I learned 'the Cloud is just someone else's server' (which can't be trusted/relied on). How is Nostr any different ?

#askNostr

Reply to this note

Please Login to reply.

Discussion

You sign the notes with a cryptographic key. It doesn't matter where they are stored, they can't be tampered with. You can store them on any relay and your followers can verify they were yours.

Then post them to multiple relays. The chance of every relay blocking your notes is low. If that happens run your own relay.

"run your own relay" yes- you are making my point.

It's the same as hosting my blog, my own YT etc. It's the only way to be self-sovereign, but with no reach and unlikely to be discovered.

We had open protocols before to access dispersed self-sovereign notes and blogs (RSS), yet it failed to catch on and people gravitated to the big platforms Medium, Substack etc.

Nostr is also essentially the set of "relevant" central relays which everybody subscribes to to find and be found. We trust them to continue to behave honestly.

That's why using clients that support the outbox model are important.

The only thing better is for every computer on the network to have a copy of your shit post, like on a blockchain. But is your shit post important enough to require such a data inefficient storage solution.

You can ask the same question about Bitcoin, Bitcoin is also in someone else's computers. Nostr servers do not belong to a single entity, no single entity controls the protocol or the data, it's transparent and you can see what's in nostr relays and only you control your keys.

LOL. Bitcoin has some 10,000 nodes, which all constantly replicate all data amongst each other.

With Nostr I publish data to a set number of relays (11 in my case), and the data is not rebroadcast. If they delete it, it's gone forever (and I dont even notice)

You can add more relays and you can rebroadcast any notes yourself to any number of relays, bitcoin full nodes keep all txs history, nostr relays not necessarily, but the concept is similar, a relay can go out, damus already nuked everything once, but your notes remain in other relays. So to the question you asked, it's diferent bc no single entity can erase or own your data, you have freedom to spread and broadcast as you wish.

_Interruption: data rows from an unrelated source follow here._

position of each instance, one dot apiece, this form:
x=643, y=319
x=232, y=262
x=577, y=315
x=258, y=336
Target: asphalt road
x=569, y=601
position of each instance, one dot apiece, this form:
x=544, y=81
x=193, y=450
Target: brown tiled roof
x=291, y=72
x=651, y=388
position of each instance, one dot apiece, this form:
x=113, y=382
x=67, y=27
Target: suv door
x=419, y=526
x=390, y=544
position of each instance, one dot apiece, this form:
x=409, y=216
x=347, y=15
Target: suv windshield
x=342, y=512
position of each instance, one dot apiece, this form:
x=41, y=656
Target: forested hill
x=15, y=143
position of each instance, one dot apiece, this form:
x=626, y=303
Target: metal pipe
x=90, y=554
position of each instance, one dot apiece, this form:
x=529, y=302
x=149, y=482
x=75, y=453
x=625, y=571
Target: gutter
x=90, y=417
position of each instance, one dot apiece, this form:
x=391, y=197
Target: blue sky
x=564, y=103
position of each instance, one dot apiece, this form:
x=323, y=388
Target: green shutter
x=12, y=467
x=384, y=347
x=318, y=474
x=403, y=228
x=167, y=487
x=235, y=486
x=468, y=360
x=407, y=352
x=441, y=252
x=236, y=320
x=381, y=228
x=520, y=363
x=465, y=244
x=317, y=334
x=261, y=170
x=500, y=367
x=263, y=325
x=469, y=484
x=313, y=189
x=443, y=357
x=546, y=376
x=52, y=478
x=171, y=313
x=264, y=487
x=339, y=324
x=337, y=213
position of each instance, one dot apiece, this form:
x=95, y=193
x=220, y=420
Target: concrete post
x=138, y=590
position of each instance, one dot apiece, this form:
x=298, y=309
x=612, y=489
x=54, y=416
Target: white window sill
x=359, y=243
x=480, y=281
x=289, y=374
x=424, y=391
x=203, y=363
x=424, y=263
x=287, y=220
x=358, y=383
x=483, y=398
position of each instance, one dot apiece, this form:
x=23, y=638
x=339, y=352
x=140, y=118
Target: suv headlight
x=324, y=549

Another question one can ask is, what nostr data do you want to keep forever, is it worthy to keep social media notes forever? In my personal opinion no, some other stuff yes probably.

Yes, it's a nice workaround. You'll essentially try to be Barney.

I just wonder how many people actually do run the infrastructure to keep copies of their notes (and images!!!) to be able to rebroadcast them at any point.

Because it does not rely in a single server

Nostr is many many computers all hooked up. No one is in control.

2 things:

1. You create the data in whole. It is signed, so your own computer could be the server if you want and it still shows up on your friend's client. Platforms like X take your content and present it on their apps and lock it down so that Mary can't show fake content as if Matt wrote it. With signatures, Mary still can't do it and we don't need to trust X to protect us.

2. Your data can be sent to many servers. We already know they can't create fake content or modify your content, so all they can do is delete it or withold it. Sending it to many computers is better than just one in this regard.

3. I'll say it again, nostr is different because you can trust your own computer. If you do that, then it is nothing like cloud. Yet because nostr is a protocol, not a closed platform, you can be part of nostr, you don't NEED to trust another computer and people can download your content on their computers and not trust your computer etc. (Although it does makes sense to trust the computer of the author of some content.)

Great no one can alter my notes, but they can be suppressed by the relays or deleted altogether. I really have no guarantee that what I want to tell the world, can be seen by the world; I have to trust that some unknown operator(s) will be so kind to serve it.

If I want to make really sure stuff exists and is accessible to everyone (e.g. my blogs Git repos, Shopstr listings, etc), then I am back to self hosting.

Always have been.

Yep exactly my point.

But hopefully you get the point that NOSTR is an incremental improvement in that:

- someone can copy your content and spread it, but they can't put words in your mouth.

- NOSTR helps you to get your content shared naturally... a word of mouth or peer to peer sharing network.